Summary: Blocking an overactive signaling pathway in the brains of mice within the first five weeks of their lives prevents autism symptoms from developing, researchers report.
Timing is key when treating developmental disorders. Blocking an overactive signaling pathway during the first five weeks of life prevents autism symptoms from ever developing in mice, according to new research published in Journal of Neuroscience.
The brain develops capabilities, like language, during specific spans of time called critical periods. The symptoms of disorders like autism arise during a set critical period; administering a targeted intervention only during the critical period could prevent the disorder from ever taking shape without the burden of a life-long treatment.
Gibson et al. compared intervention timing in a genetic mouse model of Tuberous Sclerosis Complex (TSC), a neurodevelopmental disorder with high rates of autism spectrum disorder.
The research team administered the drug rapamycin to inhibit mTOR signaling, a pathway that is overactive in people and animals with TSC.
After four weeks of treatment starting at one week of life, mutant mice displayed normal social behaviors and normal activity in cerebellar Purkinje neurons, even after four weeks without treatment.

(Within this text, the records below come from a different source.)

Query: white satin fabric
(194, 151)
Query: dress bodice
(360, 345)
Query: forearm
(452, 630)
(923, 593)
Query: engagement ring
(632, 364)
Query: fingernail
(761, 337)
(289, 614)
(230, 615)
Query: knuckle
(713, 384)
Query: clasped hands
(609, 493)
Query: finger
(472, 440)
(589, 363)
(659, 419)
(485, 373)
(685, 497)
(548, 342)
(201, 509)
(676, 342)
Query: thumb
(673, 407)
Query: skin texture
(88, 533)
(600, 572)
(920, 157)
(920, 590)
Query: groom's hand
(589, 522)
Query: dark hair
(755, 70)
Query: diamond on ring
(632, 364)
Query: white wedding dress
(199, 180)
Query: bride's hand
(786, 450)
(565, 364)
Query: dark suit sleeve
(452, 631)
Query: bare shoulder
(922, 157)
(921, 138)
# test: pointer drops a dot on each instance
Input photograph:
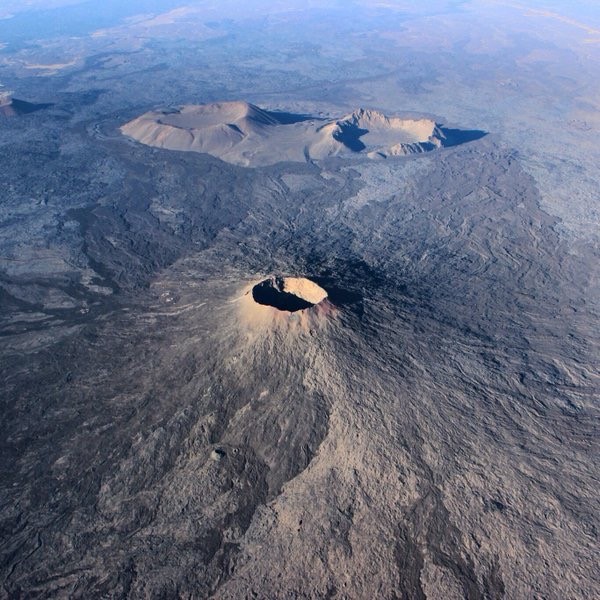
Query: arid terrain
(257, 342)
(243, 134)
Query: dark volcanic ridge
(289, 294)
(12, 107)
(244, 134)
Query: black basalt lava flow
(271, 293)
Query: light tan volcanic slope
(243, 134)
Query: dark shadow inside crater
(270, 293)
(455, 137)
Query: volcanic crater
(247, 135)
(289, 294)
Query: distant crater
(244, 134)
(11, 107)
(289, 294)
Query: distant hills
(244, 134)
(12, 107)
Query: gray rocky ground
(429, 432)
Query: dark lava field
(176, 423)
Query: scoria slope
(244, 134)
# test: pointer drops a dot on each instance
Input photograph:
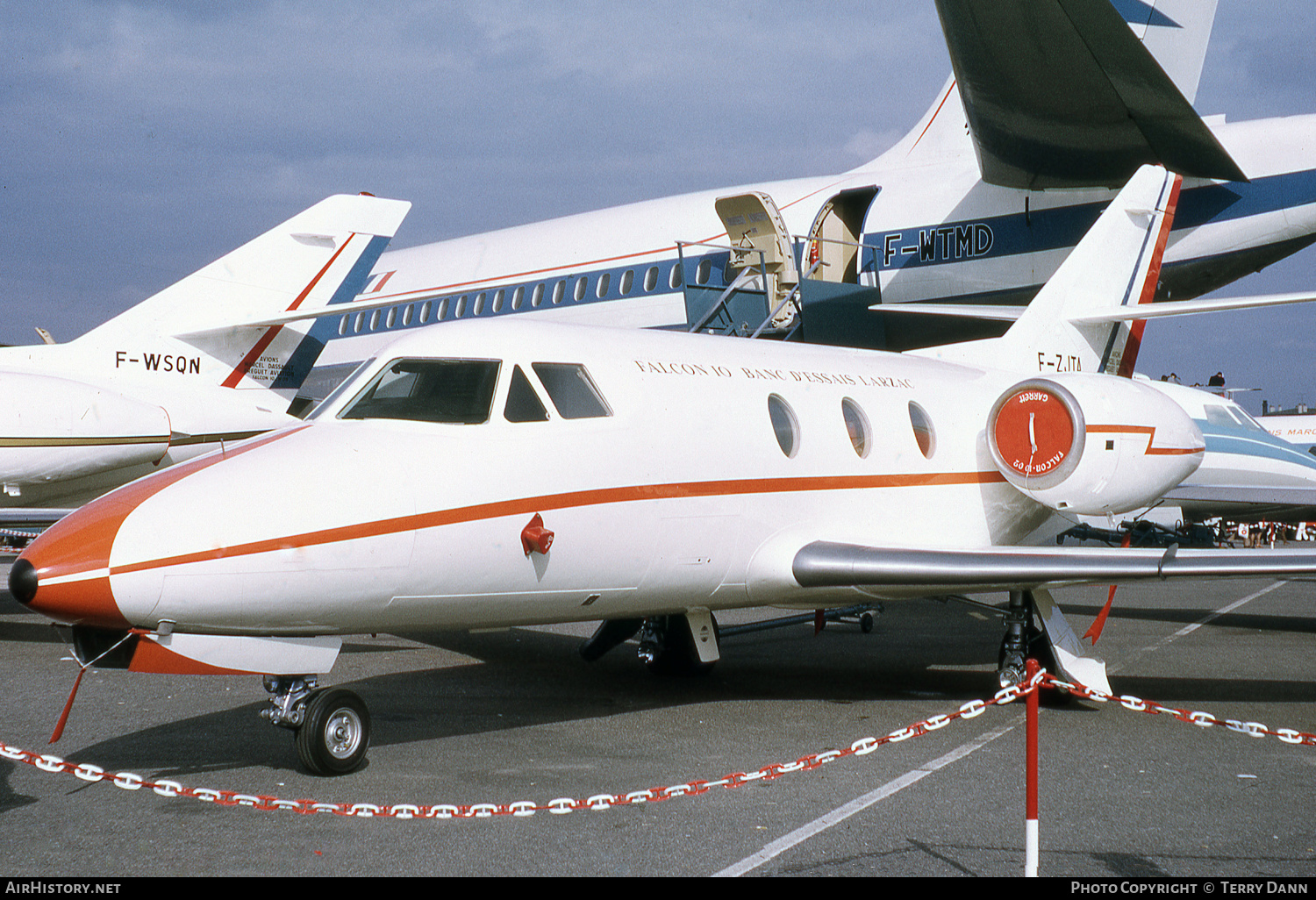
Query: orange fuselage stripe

These results raise the possibility that treatment covering critical periods of development could prevent autism symptoms from ever manifesting.
As TSC is often diagnosed in utero in humans, defining these critical periods may provide an opportunity to prevent development of autism behaviors.
About this autism research news
Author: Calli McMurray Source: SfN Contact: Calli McMurray – SfN Image: The image is in the public domain
In this study, we identify a critical period for the development of ASD-relevant behaviors in a cerebellar male mouse model of Tuberous Sclerosis Complex (TSC), by using the mechanistic target of rapamycin (mTOR) inhibitor, rapamycin, to pharmacologically inhibit dysregulated downstream signaling.
We find independent critical periods during which abnormal ASD-relevant behaviors develop for the two core ASD diagnostic criteria – social impairments and behavioral flexibility – and delineate an anatomical, physiological, and behavioral framework.
These findings not only further our understanding of the genetic mechanisms underlying the timing of ASD-relevant behaviors but also have the capacity to inform potential therapies to optimize treatment interventions.
No targeted treatments currently exist for ASD. This complex developmental disorder has established links to genetic and circuit aberrations, yet the precise timing and coordination of these underlying mechanisms that contribute to the spectrum of physiological and behavioral abnormalities remains unclear.
Cerebellar pathology is consistently seen in ASD individuals; therefore, we sought to identify the specific windows for cerebellar involvement in the development of ASD-relevant behaviors. Using pharmacologic treatment paradigms, we outline distinct critical periods of developmental vulnerability for ASD-relevant social and inflexible behaviors.
From this study, we posit a refined window of time during which ASD symptoms develop that will inform therapeutic timing.